There's one more step: select an appropriate linker script. This is done in the board-specific Makefile.inc file. This can be found in config/board/<your board name>/Makefile.inc. Since this tutorial is based on the stm32f746zg_nucleo board, that would be config/board/stm32f746zg_nucleo/Makefile.inc. In this file, you should uncomment whatver linker script is selected, and uncomment the linker script whose name ends with processes:
## Select linker script
#LINKER_SCRIPT := unikernel.ld
LINKER_SCRIPT := processes.ld
Note that some boards (those with an external off-chip RAM), may have multiple linker scripts that end with processes. For this tutorial, any of them will work. Some boards may not have any linker script option with processes. This usually happens because the board has too little FLASH or RAM to support processes. The minimum required memory to use processes is 128KB of FLASH and 32KB of RAM, even though at least twice that amount is recommended.
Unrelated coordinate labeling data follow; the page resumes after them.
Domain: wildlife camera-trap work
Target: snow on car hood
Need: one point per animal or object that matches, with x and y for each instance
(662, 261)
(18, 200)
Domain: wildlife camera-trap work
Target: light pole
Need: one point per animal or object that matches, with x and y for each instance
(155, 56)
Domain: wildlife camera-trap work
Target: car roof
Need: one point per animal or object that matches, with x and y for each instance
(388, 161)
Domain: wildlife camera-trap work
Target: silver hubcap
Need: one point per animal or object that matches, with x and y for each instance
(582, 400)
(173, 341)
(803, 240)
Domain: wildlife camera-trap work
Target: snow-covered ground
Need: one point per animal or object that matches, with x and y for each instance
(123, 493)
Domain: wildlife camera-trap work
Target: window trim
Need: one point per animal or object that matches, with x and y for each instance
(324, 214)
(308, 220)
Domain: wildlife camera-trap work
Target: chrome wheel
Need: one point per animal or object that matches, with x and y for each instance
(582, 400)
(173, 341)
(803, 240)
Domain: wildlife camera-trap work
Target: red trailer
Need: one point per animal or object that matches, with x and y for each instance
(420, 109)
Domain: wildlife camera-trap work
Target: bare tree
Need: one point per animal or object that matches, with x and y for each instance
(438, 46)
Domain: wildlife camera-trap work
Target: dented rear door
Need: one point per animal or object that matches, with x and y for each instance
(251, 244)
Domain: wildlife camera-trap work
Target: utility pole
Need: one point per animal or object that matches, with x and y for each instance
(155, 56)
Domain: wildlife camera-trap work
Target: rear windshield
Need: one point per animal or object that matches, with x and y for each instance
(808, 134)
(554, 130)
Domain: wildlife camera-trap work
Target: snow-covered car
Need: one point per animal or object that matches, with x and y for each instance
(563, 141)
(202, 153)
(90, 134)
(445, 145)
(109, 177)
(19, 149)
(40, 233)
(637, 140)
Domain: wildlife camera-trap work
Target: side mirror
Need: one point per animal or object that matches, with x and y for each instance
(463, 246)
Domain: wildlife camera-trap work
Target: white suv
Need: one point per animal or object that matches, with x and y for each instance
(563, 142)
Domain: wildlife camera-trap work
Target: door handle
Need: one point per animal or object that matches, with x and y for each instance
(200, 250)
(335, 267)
Modifying the kernelspace main()
The main.cpp that we copied from the template application should look like this:
#include <cstdio>
#include <sys/wait.h>
#include <signal.h>
#include <spawn.h>
using namespace std;
int main()
{
pid_t pid;
const char *arg[] = { "/bin/hello", nullptr };
const char *env[] = { nullptr };
int ec=posix_spawn(&pid,arg[0],NULL,NULL,(char* const*)arg,(char* const*)env);
if(ec!=0)
{
iprintf("spawn returned %d\n",ec);
return 1;
}
pid=wait(&ec);
iprintf("pid %d exited\n",pid);
if(WIFEXITED(ec))
{
iprintf("Exit code is %d\n",WEXITSTATUS(ec));
} else if(WIFSIGNALED(ec)) {
if(WTERMSIG(ec)==SIGSEGV) iprintf("Process segfaulted\n");
else iprintf("Process terminated due to an error\n");
}
return 0;
}
This is a generic code to spawn a process that should work on any POSIX-compliant OS, including Linux and MacOS, except for the use of iprintf instead of printf to save code size.
However, in this tutorial, we also want to run a kernelspace application that blinks an LED. To do so while main() spawns and waits for the process, we'll use a thread.
Modify the main() as follows:
#include <cstdio>
#include <sys/wait.h>
#include <signal.h>
#include <spawn.h>
#include <thread>
#include <interfaces/bsp.h>
using namespace std;
void blinker()
{
for(;;)
{
this_thread::sleep_for(500ms);
miosix::ledOn();
this_thread::sleep_for(500ms);
miosix::ledOff();
}
}
int main()
{
thread t(blinker);
t.detach();
pid_t pid;
const char *arg[] = { "/bin/hello", nullptr };
const char *env[] = { nullptr };
int ec=posix_spawn(&pid,arg[0],NULL,NULL,(char* const*)arg,(char* const*)env);
if(ec!=0)
{
iprintf("spawn returned %d\n",ec);
return 1;
}
pid=wait(&ec);
iprintf("pid %d exited\n",pid);
if(WIFEXITED(ec))
{
iprintf("Exit code is %d\n",WEXITSTATUS(ec));
} else if(WIFSIGNALED(ec)) {
if(WTERMSIG(ec)==SIGSEGV) iprintf("Process segfaulted\n");
else iprintf("Process terminated due to an error\n");
}
return 0;
}
Modifying the userspace main()
The userspace main() is the process_template/main.cpp file. Open it and replace its content with:
#include <cstdio>
#include <thread>
using namespace std;
int main()
{
for(;;)
{
this_thread::sleep_for(2s);
iprintf("Hello world\n");
}
}
Compiling and flashing
Just like in the previous tutorial, compile with make and flash using make program on Linux or with the chip vendor's flashing tool on Windows. Note that this time you'll need to flash image.bin and not main.bin.
You should see the LED blink and the Hello world being printed on the serial port.